S’agissant de la proposition de budget électoral, notre source au CEP a souligné que deux semaines après avoir soumis le document au gouvernement, « nous n’avions eu aucun retour… »

Dans l’interview accordée à Frantz Duval, rédacteur en chef de Le Nouvelliste le week-end écoulé, Alix Didier Fils-Aimé avait dit n’être toujours pas satisfait de la deuxième proposition de budget du CEP. Après le rejet par la Primature du budget électoral de 250 millions de dollars, le Conseil électoral a soumis le 28 avril dernier un nouveau budget d’environ 225 millions dollars pour l’organisation des élections. 

« Nous ne pouvons pas encore statuer sur le budget présenté par le CEP. Je ne suis pas encore satisfait. Mais nous allons nous réunir dès mon retour pour avoir un budget qui reflète les capacités (ressources de l’État, NDLR) et le travail qui mérite d’être fait », a confié le Premier ministre Fils-Aime en interview exclusive avec Le Nouvelliste en marge de la messe pour la paix célébrée à Rome, par le numéro deux du Vatican, le cardinal Secrétaire d’État Pietro Parolin, le samedi 9 mai 2026.

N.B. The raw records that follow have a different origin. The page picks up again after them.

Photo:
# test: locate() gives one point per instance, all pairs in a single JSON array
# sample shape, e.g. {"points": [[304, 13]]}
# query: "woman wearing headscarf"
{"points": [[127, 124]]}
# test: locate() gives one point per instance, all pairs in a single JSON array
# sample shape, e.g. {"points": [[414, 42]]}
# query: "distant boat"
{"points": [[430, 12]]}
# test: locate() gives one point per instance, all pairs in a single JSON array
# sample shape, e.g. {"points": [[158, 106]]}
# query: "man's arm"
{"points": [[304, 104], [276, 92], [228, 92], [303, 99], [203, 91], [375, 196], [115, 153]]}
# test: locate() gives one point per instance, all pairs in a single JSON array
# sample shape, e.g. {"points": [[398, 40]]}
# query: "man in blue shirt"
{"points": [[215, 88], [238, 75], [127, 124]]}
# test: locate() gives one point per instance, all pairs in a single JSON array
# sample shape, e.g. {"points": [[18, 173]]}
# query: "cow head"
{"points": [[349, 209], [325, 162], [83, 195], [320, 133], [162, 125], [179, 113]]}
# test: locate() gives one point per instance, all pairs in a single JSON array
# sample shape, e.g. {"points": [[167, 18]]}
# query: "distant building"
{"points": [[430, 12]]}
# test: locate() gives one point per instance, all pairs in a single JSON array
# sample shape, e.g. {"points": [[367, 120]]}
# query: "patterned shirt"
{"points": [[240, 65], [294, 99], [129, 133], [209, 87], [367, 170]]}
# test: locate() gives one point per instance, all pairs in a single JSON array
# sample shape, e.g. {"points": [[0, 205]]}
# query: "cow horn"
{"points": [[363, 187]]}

Notre source au CEP a souligné au journal que dans la deuxième version du budget électoral envoyé au gouvernement, « nous avions aussi soumis les noms de deux cadres de l’institution, le directeur exécutif et le directeur de la planification pour travailler avec le gouvernement sur le document. Depuis, nous n’avions eu aucun retour », a-t-elle dit. 

« Jusqu’à présent, le gouvernement n’a pas encore pris le temps pour discuter avec nous au CEP ni sur le projet de décret ni sur la proposition du budget électoral. Nous attendons la décision de l’exécutif sur ces deux documents officiels, sans quoi nous ne pourrons pas avancer avec le processus électoral », a expliqué ce conseiller électoral joint par téléphone. 

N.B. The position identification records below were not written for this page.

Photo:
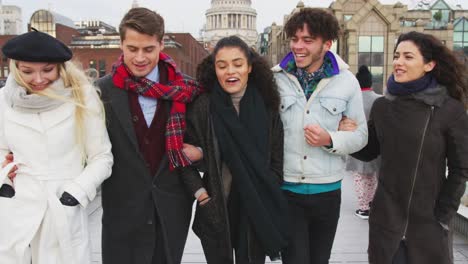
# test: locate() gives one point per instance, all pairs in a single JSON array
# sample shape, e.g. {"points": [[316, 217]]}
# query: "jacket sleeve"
{"points": [[372, 150], [4, 150], [453, 186], [97, 147], [346, 142], [277, 148], [190, 176]]}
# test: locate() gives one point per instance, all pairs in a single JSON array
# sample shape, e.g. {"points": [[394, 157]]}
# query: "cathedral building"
{"points": [[230, 17]]}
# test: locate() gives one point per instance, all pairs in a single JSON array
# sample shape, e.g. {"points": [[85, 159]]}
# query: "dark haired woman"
{"points": [[237, 126], [419, 128]]}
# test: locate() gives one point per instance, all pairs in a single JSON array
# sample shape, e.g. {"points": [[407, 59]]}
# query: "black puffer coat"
{"points": [[417, 136], [211, 223]]}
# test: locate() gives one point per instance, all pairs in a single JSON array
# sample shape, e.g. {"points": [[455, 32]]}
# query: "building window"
{"points": [[371, 53], [460, 39], [440, 15], [43, 21]]}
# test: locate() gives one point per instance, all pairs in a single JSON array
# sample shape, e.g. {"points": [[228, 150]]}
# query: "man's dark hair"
{"points": [[319, 23], [143, 21]]}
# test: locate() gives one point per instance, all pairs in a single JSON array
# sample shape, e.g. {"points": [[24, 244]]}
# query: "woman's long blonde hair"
{"points": [[75, 79]]}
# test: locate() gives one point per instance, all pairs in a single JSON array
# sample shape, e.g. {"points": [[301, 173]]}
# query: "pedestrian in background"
{"points": [[364, 173], [238, 127], [316, 90], [52, 121], [419, 129]]}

Si le chef du gouvernement dans cette interview accordée au Nouvelliste avait annoncé pour bientôt la publication du projet de décret électoral dans Le Moniteur, notre source au CEP souligne que sans cette publication le document n’est pas validé par le gouvernement. « Depuis le 7 février, date à laquelle le Premier ministre a pris les rênes du pouvoir, il n’a rencontré le CEP que deux fois… », se plaint notre source au CEP.

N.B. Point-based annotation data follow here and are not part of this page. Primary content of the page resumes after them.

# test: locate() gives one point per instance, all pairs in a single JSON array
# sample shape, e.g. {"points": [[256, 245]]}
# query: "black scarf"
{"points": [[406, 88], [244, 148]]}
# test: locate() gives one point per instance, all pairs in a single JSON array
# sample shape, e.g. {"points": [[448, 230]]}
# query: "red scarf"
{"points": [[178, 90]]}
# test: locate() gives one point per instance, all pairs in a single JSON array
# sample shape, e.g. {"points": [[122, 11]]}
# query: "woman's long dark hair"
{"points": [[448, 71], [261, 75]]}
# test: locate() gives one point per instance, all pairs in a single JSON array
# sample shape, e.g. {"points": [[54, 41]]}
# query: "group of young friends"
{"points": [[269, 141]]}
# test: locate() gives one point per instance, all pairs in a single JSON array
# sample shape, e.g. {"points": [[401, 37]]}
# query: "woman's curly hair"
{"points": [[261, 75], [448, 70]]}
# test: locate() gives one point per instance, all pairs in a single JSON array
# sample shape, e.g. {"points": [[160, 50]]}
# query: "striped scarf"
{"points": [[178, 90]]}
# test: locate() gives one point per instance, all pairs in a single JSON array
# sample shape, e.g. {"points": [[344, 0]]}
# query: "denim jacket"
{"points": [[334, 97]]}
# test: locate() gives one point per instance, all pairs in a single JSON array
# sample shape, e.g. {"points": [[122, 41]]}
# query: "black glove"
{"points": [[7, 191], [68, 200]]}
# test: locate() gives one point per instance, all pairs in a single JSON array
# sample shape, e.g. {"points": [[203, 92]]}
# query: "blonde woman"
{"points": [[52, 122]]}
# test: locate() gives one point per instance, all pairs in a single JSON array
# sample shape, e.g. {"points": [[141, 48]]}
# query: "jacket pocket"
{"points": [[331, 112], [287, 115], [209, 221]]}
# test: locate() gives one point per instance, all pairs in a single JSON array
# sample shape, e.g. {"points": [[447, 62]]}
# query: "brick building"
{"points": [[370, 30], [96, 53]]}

Pour justifier le budget électoral présenté à l’exécutif, des membres du CEP ont rappelé au Nouvelliste que lors des élections de 2015 et 2016, le CEP pouvait compter sur l’appui logistique et de transport de la MINUSTAH et de l’USAID. 

« Il y a aussi des nouveautés dans les prochaines élections. Nous avons les inscriptions des électeurs, la mise en place d’un centre de tabulations dans chaque département, le vote de la diaspora… toutes ces nouveautés représentent des coûts additionnels qui n’étaient pas là en 2015 et 2016 », expliquent nos sources au CEP.